Leitsatz

Eine Überschreitung der räumlichen, gegenständlichen und zeitlichen Grenzen eines nachvertraglichen Wettbewerbsverbots kann nicht mit dem Wunsch gerechtfertigt werden, den ausgeschlossenen Gesellschafter einer besonderen Sanktion zu unterwerfen.

 

Sachverhalt

Die klagende Sozietät mit Sitz in München will gegenüber einem ehemaligen Sozius die Einhaltung eines vertraglichen Wettbewerbsverbots durchsetzen, nachdem der Beklagte seine Mitgliedschaft in der Sozietät gekündigt hatte. Das Wettbewerbsverbot verbietet jegliche Konkurrenztätigkeit, insbesondere als Rechtsanwalt; es untersagt die Beteiligung an einer Rechtsanwaltskanzlei, Rechtsbeistandskanzlei, Steuerberatungsgesellschaft sowie ähnlichen Unternehmen; es betrifft auch eine Tätigkeit als angestellter oder freier Mitarbeiter, wenn damit die Übernahme von Mandaten der Klägerin durch den Arbeitgeber verbunden ist, unabhängig davon, ob der Ausgeschiedene an den eingehenden Gebühren teilhat oder nicht. Das Verbot soll mit Ausscheiden aus der Sozietät beginnen, fünf Jahre lang gelten und sich auf den gesamten Regierungsbezirk X erstrecken. Der BGH wies die Klage ab.

 

Entscheidung

Das vereinbarte Wettbewerbsverbot ist wegen Sittenwidrigkeit nach § 138 BGB nichtig und daher unwirksam. Nachvertragliche Wettbewerbseinschränkungen sind nach ständiger Rechtsprechung mit Rücksicht auf die durch Art. 12 GG geschützte Berufsausübungsfreiheit nur dann gerechtfertigt und nicht sittenwidrig, wenn und soweit sie notwendig sind, um die Partner des ausgeschiedenen Gesellschafters vor einer illoyalen Verwertung der Erfolge der gemeinsamen Arbeit oder vor einem Missbrauch der Ausübung der Berufsfreiheit zu schützen. Sie dürfen insbesondere nicht dazu eingesetzt werden, den früheren Mitgesellschafter als Wettbewerber auszuschalten. Ihre Wirksamkeit hängt davon ab, dass sie in räumlicher, gegenständlicher und zeitlicher Hinsicht das notwendige Maß nicht überschreiten[1]. Nur wenn eine solche Wettbewerbsklausel ausschließlich die zeitlichen Grenzen überschreitet, im Übrigen aber unbedenklich ist, kommt eine geltungserhaltende Reduktion in Betracht. Die Missachtung der gegenständlichen und räumlichen Grenzen hat dagegen die Nichtigkeit des Verbots zur Folge[2].

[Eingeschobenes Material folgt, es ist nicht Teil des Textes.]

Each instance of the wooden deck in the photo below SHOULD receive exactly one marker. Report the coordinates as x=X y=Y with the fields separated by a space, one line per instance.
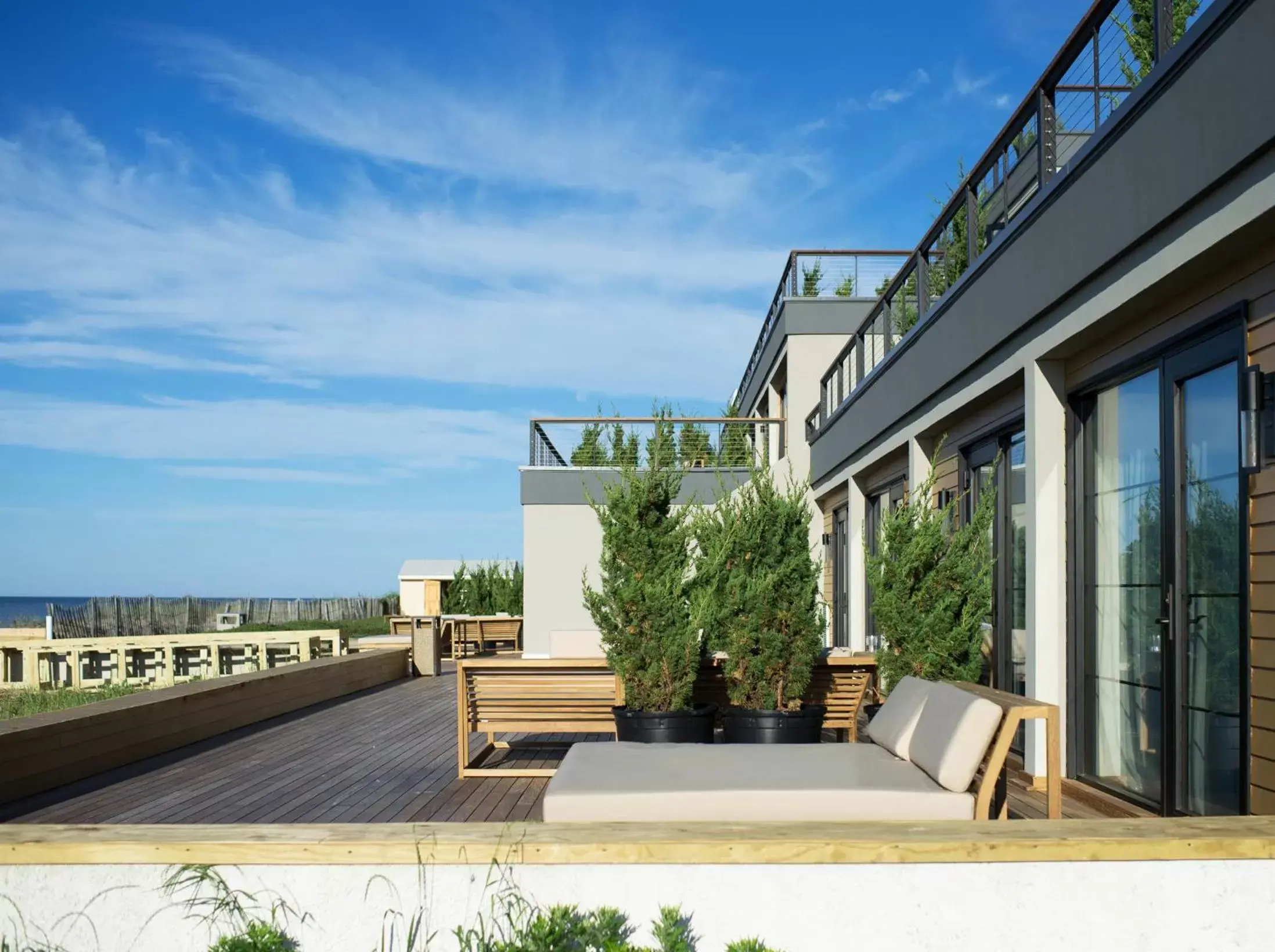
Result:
x=386 y=755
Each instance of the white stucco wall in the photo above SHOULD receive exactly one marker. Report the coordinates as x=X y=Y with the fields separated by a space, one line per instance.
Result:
x=901 y=908
x=560 y=543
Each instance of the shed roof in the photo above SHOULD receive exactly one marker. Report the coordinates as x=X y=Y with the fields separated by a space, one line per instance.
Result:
x=444 y=568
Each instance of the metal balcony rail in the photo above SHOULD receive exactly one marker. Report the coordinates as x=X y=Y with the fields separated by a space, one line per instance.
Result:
x=829 y=273
x=690 y=441
x=1112 y=50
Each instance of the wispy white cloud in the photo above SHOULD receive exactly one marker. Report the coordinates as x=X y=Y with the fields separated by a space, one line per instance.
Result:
x=271 y=474
x=629 y=131
x=262 y=430
x=345 y=520
x=887 y=97
x=977 y=88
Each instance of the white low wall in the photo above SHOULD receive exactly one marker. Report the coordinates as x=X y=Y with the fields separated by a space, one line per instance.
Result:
x=560 y=544
x=1045 y=907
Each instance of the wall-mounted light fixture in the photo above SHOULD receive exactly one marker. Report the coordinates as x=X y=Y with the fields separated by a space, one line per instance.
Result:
x=1256 y=420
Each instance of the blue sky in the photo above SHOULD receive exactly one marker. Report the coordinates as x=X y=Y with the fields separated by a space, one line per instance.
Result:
x=281 y=283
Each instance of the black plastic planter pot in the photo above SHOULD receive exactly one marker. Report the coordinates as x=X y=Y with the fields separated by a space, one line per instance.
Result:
x=744 y=727
x=694 y=727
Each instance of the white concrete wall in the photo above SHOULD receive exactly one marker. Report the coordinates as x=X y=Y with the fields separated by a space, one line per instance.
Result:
x=1167 y=907
x=560 y=543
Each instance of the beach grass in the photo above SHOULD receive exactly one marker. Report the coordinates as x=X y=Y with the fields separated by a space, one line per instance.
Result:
x=351 y=628
x=21 y=702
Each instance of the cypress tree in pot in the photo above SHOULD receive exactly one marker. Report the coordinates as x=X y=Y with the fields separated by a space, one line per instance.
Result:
x=757 y=598
x=932 y=587
x=642 y=607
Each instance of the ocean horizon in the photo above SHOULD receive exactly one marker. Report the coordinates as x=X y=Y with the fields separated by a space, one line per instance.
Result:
x=35 y=605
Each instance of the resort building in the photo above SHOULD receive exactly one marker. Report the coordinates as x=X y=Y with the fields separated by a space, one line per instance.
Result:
x=1084 y=331
x=1088 y=330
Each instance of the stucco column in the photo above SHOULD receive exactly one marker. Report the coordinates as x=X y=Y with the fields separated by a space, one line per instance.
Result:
x=857 y=583
x=1046 y=550
x=919 y=461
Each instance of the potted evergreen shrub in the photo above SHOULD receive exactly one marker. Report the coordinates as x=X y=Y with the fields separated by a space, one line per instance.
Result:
x=757 y=599
x=642 y=607
x=932 y=588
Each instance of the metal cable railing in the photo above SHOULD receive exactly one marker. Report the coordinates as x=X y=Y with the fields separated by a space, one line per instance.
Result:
x=690 y=441
x=1114 y=49
x=829 y=273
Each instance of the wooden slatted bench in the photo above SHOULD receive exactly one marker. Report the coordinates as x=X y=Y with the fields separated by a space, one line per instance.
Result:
x=991 y=780
x=498 y=634
x=530 y=696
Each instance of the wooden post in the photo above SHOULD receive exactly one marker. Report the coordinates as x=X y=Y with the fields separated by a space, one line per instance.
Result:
x=168 y=655
x=425 y=648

Diesen Anforderungen wird die hier in Rede stehende Regelung nicht gerecht. Sie verbietet einem aus der Klägerin ausgeschlossenen Gesellschafter auf die Dauer von fünf Jahren für den gesamten Regierungsbezirk X jegliche Konkurrenztätigkeit und sieht einen Verstoß hiergegen schon darin, dass der ausgeschlossene Partner "als Rechtsanwalt oder wie ein solcher tätig" wird, "oder sich an einer Anwaltssozietät" beteiligt "oder in ähnlicher Weise sich betätigt oder beteiligt". Ebenso wenig, wie ein Wettbewerbsverbot dazu eingesetzt werden darf, den ehemaligen Partner für die Zukunft als Wettbewerber auszuschalten, ist es gerechtfertigt, den ehemaligen Sozius auf diesem Wege zusätzlich zu "bestrafen".